3.10. De rechtbank acht termen aanwezig om toepassing te geven aan artikel 8:75 van de Awb en verweerder te veroordelen in de door eisers in verband met de behandeling van het beroep redelijkerwijs gemaakte proceskosten, welke zijn begroot op € 874 aan kosten van verleende rechtsbijstand. Van andere kosten in dit verband is de rechtbank niet gebleken.
3.11. Het hiervoor overwogene leidt de rechtbank, mede gelet op artikel 8:74 van de Awb, tot de volgende beslissing.
- verklaart het beroep gegrond;
- herroept het bestreden besluit;
- veroordeelt verweerder in de door eisers gemaakte proceskosten ten bedrage van € 874;
- bepaalt dat verweerder het door eisers betaalde griffierecht ten bedrage van € 297 aan hen vergoedt.

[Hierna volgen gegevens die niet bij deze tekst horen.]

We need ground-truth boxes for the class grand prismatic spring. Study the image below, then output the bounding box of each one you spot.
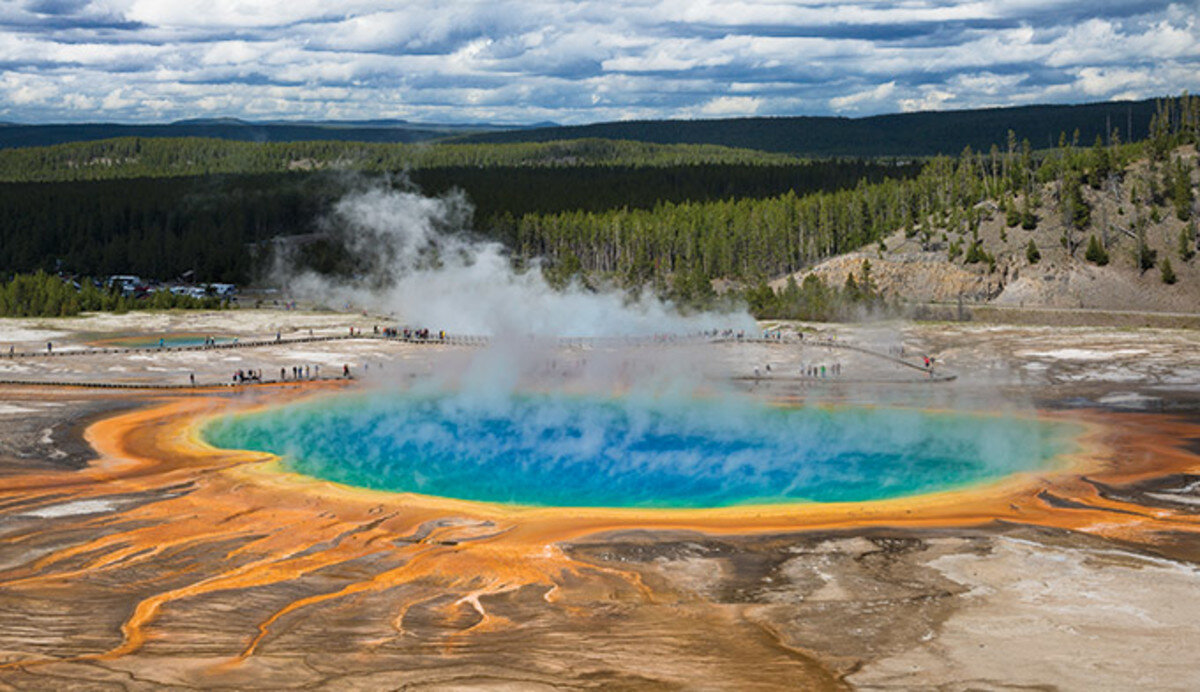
[0,315,1200,690]
[204,393,1074,507]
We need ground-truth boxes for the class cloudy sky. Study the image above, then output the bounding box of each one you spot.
[0,0,1200,124]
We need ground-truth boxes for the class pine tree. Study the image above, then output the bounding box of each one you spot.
[1159,257,1177,284]
[1084,235,1109,266]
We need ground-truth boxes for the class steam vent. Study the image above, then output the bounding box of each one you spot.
[0,18,1200,692]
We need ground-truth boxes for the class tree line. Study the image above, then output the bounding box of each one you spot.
[0,161,920,283]
[0,271,223,317]
[0,137,803,182]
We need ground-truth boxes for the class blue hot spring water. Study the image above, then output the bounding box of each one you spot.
[203,393,1078,507]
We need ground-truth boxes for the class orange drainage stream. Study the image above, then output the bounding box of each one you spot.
[0,384,1200,667]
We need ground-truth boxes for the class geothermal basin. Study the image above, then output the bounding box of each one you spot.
[202,392,1081,509]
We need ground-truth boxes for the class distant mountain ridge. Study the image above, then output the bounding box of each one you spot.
[0,118,547,149]
[455,100,1157,157]
[0,100,1157,157]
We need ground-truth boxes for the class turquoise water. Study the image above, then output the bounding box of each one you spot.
[94,333,231,349]
[204,393,1076,507]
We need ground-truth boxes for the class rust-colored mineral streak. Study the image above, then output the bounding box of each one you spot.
[0,387,1200,687]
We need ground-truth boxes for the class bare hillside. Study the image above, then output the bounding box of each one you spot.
[772,146,1200,312]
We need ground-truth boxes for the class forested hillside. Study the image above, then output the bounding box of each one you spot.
[0,118,535,149]
[0,161,919,282]
[0,138,800,182]
[457,101,1157,157]
[0,92,1200,311]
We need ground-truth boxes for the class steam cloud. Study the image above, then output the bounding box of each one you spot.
[284,181,755,337]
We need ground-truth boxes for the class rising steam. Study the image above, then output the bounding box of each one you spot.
[282,179,755,337]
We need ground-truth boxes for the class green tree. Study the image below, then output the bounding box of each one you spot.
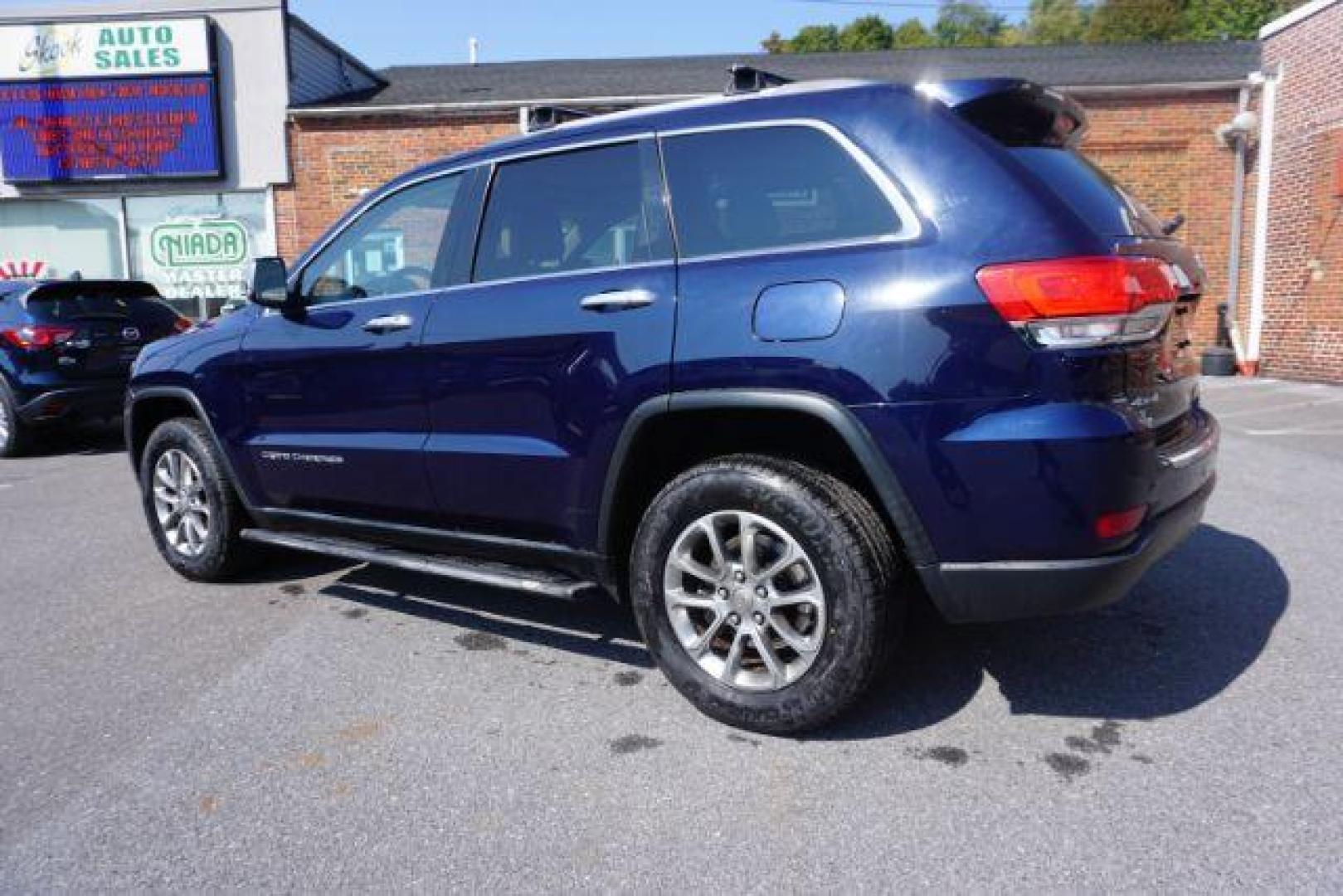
[1020,0,1088,44]
[1185,0,1297,41]
[784,26,839,52]
[1087,0,1186,43]
[890,19,937,48]
[839,16,896,52]
[932,0,1006,47]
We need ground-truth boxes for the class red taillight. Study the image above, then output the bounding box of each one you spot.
[0,324,75,349]
[976,256,1176,324]
[975,256,1179,348]
[1096,504,1147,538]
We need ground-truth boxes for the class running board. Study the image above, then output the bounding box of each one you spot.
[241,529,597,601]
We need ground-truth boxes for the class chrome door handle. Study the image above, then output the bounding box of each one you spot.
[579,289,658,312]
[364,314,415,334]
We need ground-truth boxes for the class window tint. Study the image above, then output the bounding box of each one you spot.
[664,126,900,256]
[1009,146,1163,236]
[475,143,653,280]
[28,282,173,324]
[299,174,462,304]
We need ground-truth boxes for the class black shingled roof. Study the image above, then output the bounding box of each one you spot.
[299,41,1260,109]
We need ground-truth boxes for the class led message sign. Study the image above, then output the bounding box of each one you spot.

Deze uitspraak is gedaan door mr. A.A.J. de Gier, rechter, in tegenwoordigheid van mr. P. van der Stroom, griffier.
Uitgesproken in het openbaar op 19 oktober 2010.
Tegen deze uitspraak staat voor belanghebbenden, behoudens het bepaalde in artikel 6:24 juncto 6:13 van de Awb, binnen 6 weken na de dag van verzending hiervan, hoger beroep open bij de Afdeling bestuursrechtspraak van de Raad van State, Postbus 20019, 2500 EA 's-Gravenhage.
Verzonden op: 19 oktober 2010.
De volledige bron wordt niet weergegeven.